We Need To Talk About "Parent Trap" Dennis Quaid

    I can't be the only one.

    Parent Trap Dennis Quaid is the hottest movie DILF ever to DILF.

    He owns a winery.

    A very large winery.

    He has a beautiful dog.

    He owns this huge house, has a rich people dog, and a huge winery.

    He's the sugar daddy of my dreams.

    He's also a great dad.

    Just kidding. He was a terrible dad. He literally separated his identical twin daughters from birth and moved across the country in an effort to keep them apart forever.

    I don't care about that, though.

    That never stopped me from making bad decisions about men.

    Parent Trap Dennis Quaid could get it regardless of abandoning one of his twin daughters.

    Anyway, he hikes.
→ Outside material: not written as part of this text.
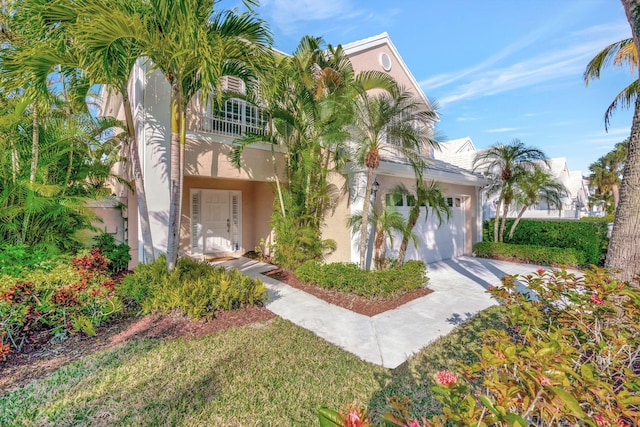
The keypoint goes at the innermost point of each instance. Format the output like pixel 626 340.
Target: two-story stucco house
pixel 226 211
That's hot.

    He wears sunglasses. That's hot.

    He thinks a lot. That's hot.

    He has this little wrinkle on his forehead when he's thinking. That's hot.

    I love his collection of precisely two henleys he's always wearing.

    It's hot.

    Remember that scene where Meredith Blake unbuttons his shirt and tells him to show more chest hair?

    That was hot.

    I love this four-wheeling face on him.

    I love this flustered face on him.

    Last but not least, his hands. They're hot.

    My point has been made.

    That's about it.

    I love you, Parent Trap Dennis Quaid. Till death do us part. Till death. do. us. part.